With a group of friends — they call themselves “Six in the City” — Natalie navigates parenthood, sex, life after divorce and how to be a good citizen without always putting the needs of others ahead of your own. This perhaps is where, in patriarchal societies around the globe, collective crisis and personal freedom meet: men need to escape the conditioning of selfishness, women the conditioning of selflessness.
I like myself, Natalie affirms in the closing lines of the play, I’ve come to terms with me, and I’m not going to compromise on being me-in-the-world. Those of us who are parenting women of a younger generation fervently hope our daughters won’t take a lifetime to reach this resolution. Perhaps that’s why we cry when Elphaba, witch and heroine in the musical Wicked, sings her culminating declaration: “It’s me!”

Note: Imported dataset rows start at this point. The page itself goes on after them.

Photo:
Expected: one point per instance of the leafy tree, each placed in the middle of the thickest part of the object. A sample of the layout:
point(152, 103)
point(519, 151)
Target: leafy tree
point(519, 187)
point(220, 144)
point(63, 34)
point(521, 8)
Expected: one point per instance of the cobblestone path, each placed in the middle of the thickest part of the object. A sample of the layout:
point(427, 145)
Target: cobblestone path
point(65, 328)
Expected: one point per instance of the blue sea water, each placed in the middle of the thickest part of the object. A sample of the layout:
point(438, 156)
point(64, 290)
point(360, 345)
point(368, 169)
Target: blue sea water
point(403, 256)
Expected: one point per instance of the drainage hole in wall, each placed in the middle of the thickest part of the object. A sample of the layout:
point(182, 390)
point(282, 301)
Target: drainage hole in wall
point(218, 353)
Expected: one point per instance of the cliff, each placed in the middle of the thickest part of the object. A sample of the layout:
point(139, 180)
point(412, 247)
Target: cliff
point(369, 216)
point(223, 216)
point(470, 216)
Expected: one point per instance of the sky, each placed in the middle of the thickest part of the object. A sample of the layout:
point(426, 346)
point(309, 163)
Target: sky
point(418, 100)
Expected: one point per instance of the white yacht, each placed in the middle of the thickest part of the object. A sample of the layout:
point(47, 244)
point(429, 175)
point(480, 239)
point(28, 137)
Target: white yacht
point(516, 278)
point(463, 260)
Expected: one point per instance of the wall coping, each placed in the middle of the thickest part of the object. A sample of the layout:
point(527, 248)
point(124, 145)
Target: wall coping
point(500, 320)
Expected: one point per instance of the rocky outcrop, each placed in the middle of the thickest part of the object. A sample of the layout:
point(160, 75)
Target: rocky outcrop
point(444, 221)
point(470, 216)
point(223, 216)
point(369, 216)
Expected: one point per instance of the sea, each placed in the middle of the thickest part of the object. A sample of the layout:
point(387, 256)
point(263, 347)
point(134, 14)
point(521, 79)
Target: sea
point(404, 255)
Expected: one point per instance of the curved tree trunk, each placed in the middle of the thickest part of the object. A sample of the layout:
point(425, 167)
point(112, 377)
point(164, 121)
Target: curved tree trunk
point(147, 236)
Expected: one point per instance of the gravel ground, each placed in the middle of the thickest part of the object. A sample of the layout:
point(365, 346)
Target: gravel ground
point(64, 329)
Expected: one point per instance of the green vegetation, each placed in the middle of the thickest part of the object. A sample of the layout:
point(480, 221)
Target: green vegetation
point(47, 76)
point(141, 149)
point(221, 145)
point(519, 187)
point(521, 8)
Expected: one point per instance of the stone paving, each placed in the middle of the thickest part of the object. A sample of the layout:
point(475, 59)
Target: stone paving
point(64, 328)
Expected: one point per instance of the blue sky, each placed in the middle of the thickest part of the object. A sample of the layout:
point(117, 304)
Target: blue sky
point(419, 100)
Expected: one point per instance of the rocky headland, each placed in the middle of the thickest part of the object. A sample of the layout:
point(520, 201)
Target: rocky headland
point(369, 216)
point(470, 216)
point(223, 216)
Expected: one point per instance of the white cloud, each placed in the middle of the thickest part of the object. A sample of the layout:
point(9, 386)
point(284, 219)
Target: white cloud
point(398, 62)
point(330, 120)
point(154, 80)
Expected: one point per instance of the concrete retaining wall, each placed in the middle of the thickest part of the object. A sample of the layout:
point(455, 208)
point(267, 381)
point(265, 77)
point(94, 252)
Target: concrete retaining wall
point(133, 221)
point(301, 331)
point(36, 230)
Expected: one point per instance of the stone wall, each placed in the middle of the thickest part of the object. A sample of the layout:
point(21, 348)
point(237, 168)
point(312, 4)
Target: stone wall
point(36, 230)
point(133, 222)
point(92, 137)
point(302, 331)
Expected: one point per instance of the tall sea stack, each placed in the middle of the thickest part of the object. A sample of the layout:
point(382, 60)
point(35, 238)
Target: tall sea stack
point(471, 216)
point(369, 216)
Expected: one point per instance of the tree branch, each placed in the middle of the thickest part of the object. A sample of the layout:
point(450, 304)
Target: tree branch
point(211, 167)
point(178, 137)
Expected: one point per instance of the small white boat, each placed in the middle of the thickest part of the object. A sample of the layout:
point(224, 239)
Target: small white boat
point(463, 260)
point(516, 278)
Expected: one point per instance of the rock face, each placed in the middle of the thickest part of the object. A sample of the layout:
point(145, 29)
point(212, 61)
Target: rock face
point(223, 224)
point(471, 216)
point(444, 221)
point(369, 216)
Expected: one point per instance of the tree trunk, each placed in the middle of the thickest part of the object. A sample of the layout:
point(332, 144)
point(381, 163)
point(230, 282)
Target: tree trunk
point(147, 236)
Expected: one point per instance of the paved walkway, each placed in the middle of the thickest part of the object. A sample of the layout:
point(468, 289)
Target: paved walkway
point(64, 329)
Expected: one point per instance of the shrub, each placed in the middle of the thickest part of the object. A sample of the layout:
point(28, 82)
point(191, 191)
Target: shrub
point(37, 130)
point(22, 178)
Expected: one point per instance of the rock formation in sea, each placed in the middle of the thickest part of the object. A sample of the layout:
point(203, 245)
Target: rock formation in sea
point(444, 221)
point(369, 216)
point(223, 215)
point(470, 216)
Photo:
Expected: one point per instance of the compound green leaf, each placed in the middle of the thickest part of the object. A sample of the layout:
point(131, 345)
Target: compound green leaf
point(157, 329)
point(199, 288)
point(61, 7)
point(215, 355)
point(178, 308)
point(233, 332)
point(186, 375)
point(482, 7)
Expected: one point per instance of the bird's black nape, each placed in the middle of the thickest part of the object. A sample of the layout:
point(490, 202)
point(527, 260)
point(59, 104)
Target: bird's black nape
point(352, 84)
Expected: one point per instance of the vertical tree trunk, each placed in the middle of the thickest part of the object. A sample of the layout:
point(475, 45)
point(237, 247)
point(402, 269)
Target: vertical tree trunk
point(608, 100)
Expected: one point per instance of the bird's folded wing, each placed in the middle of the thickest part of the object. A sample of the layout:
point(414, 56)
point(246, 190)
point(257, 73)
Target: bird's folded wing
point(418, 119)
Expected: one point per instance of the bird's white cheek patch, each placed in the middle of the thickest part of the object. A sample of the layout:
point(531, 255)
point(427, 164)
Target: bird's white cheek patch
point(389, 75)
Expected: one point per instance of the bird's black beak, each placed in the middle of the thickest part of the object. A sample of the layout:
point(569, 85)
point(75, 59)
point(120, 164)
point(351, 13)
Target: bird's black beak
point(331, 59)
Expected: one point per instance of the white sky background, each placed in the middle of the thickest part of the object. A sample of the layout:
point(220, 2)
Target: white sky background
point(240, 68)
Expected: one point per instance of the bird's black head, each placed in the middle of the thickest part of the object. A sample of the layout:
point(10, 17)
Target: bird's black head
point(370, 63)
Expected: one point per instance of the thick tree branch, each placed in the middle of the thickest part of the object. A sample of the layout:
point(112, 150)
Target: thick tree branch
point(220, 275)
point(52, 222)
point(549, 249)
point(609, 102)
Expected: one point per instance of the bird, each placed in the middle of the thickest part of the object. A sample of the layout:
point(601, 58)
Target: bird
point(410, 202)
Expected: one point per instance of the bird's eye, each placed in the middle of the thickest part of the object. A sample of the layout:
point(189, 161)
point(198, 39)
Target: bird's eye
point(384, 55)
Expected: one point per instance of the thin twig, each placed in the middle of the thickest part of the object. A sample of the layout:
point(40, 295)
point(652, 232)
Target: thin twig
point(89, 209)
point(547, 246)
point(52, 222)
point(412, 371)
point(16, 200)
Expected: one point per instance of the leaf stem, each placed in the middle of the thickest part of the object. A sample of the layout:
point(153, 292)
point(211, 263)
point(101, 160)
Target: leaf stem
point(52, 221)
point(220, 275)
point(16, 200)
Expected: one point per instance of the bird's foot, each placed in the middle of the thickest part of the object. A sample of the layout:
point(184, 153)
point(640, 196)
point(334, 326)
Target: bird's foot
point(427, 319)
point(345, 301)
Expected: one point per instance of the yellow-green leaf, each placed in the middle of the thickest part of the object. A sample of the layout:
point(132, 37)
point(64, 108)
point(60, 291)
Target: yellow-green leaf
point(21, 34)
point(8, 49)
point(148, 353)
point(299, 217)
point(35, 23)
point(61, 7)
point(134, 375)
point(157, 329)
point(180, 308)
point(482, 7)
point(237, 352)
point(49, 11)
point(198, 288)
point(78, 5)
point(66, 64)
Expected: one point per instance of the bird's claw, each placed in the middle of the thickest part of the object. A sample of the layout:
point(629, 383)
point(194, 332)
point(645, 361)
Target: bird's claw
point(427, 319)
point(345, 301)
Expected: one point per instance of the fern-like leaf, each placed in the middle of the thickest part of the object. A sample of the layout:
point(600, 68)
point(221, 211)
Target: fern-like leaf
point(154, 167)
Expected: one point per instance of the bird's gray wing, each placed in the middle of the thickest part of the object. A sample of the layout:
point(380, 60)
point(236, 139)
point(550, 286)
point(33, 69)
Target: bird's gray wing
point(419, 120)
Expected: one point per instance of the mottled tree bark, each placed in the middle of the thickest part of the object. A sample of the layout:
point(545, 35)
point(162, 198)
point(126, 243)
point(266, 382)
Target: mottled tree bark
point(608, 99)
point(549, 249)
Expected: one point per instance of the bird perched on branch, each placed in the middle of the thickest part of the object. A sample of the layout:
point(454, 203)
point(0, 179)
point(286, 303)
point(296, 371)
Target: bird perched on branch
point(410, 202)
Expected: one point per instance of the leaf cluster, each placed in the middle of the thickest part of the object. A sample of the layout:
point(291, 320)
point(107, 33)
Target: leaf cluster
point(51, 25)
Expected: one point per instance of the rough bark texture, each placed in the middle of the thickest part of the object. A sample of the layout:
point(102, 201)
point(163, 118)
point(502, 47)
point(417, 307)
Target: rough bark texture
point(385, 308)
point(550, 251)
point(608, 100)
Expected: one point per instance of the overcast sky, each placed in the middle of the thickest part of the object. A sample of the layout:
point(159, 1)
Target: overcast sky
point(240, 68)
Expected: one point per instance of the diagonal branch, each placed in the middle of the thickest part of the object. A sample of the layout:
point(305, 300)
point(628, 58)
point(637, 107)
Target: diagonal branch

Natalie’s position is not one of me-before-all-others. Van Graan’s script is still attentive to matters of social justice: race, privilege, homophobia. This is not a version of US vice-president JD Vance’s perversion of St Augustine’s theology (Vance recently argued that being a Christian means loving “me and mine” and putting “others” way down on your list of priorities). Rather, it belongs in a different philosophical tradition — one that offers both comfort and a challenge to those of us feeling ill-equipped to help in a planet on fire.
French philosopher Voltaire’s 1759 novel Candide has a protagonist who constantly encounters calamity; he sees others’ misery, while he experiences violence and loss. What is to be done? The novel ends with the sage words of an elderly Turkish man advising Candide and his fellows to “cultivate their own garden”. This may mean giving up on the idea of utopia, accepting the limits of human progress, but working steadfastly on ourselves and making peace with our humble place in the world.
• ‘I Can Buy Myself Flowers’ is at the Drama Factory until February 15. ‘To Life, With Love’ is at the Waterfront Theatre School until February 22 and at the Drama Factory from February 28 to March 2.